A recent Harvard Business Review article Don't Let Big Data Bury Your Brand touches on one aspect of predictive analytics usage to be alarmed about: companies do not realize that machine-learning-based predictive analytics can be excellent for short-term prediction, but poor in the long-term. The HBR article talks about the scenario of a CMO torn between the CEO's pressure to push prediction-based promotions (based on the IT department's data analysts), and his/her long-term brand-building efforts:
Advanced marketing analytics and big data make [balancing short-term revenue pursuit and long-term brand building] much harder today. If it was difficult before to defend branding investments with indefinite and distant payoffs, it is doubly so now that near-term sales can be so precisely engineered. Analytics allows a seeming omniscience about what promotional offers customers will find appealing. Big data allows impressive amounts of information to be obtained about the buying patterns and transaction histories of identifiable customers. Given marketing dollars and the discretion to invest them in either direction, the temptation to keep cash registers ringing is nearly irresistible. 
There are two reasons for the weakness of prediction in the long term: First, predictive analytics learn from the past to predict the future. In a dynamic setting where the future is very different from the past, predictions will obviously fail. Second, predictive analytics rely on correlations and associations between the inputs and the to-be-predicted output, not on causal relationships. While correlations can work well in the short term, they are much more sensitive in the long term.

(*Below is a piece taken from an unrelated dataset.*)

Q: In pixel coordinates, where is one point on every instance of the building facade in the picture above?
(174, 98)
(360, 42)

Relying on correlations is not a bad thing, even though the typical statistician will give you the derogative look of "correlation is not causation". Correlations a very useful for short term prediction. They are a fast and useful proxy for assessing the similarity of things, when all we care about is whether they are similar or not. Predictive analytics tells us what to do. But they don't tell us why. And in the long term, we often need to know why in order to devise proper predictions, scenarios, and policies.

The danger is then using predictive analytics for long-term prediction or planning. It's a good tool, but it has its limits. Prediction becomes much more valuable when it is combined with explanation. The good news is that establishing causality is also possible with Big Data: you run experiments (the now-popular A/B testing is a simple experiment), or you rely on other causal expert knowledge. There are even methods that use Big Data to quantify causal relationships from observational data, but they are trickier and more commonly used in academia than in practice (that will come!).

Bottom line: we need a combination of causal modeling and predictive modeling in order to make use of data for short-term and long-term actions and planning.  The predictive toolkit can help discover correlations; we can then use experiments (or surveys) to figure out why. And then improve our long-term predictions. It's a cycle.

Wednesday, August 19, 2015

Categorical predictors: how many dummies to use in regression vs. k-nearest neighbors

Recently I've had discussions with several instructors of data mining courses about a fact that is often left out of many books, but is quite important: different treatment of dummy variables in different data mining methods.

Statistics courses that cover linear or logistic regression teach us to be careful when including a categorical predictor variable in our model. Suppose that we have a categorical variable with m categories (e.g., m countries). First, we must factor it into m binary variables called dummy variables, D1, D2,..., Dm (e.g., D1=1 if Country=Japan and 0 otherwise; D2=1 if Country=USA and 0 otherwise, etc.) Then, we include m-1 of the dummy variables in the regression model. The major point is to exclude one of the m dummy variables to avoid redundancy. The excluded dummy's category is called the "reference category". Mathematically, it does not matter which dummy you exclude, although the resulting coefficients will be interpreted relative to the reference category, so if interpretation is important it's useful to choose the reference category as the one we most want to compare against.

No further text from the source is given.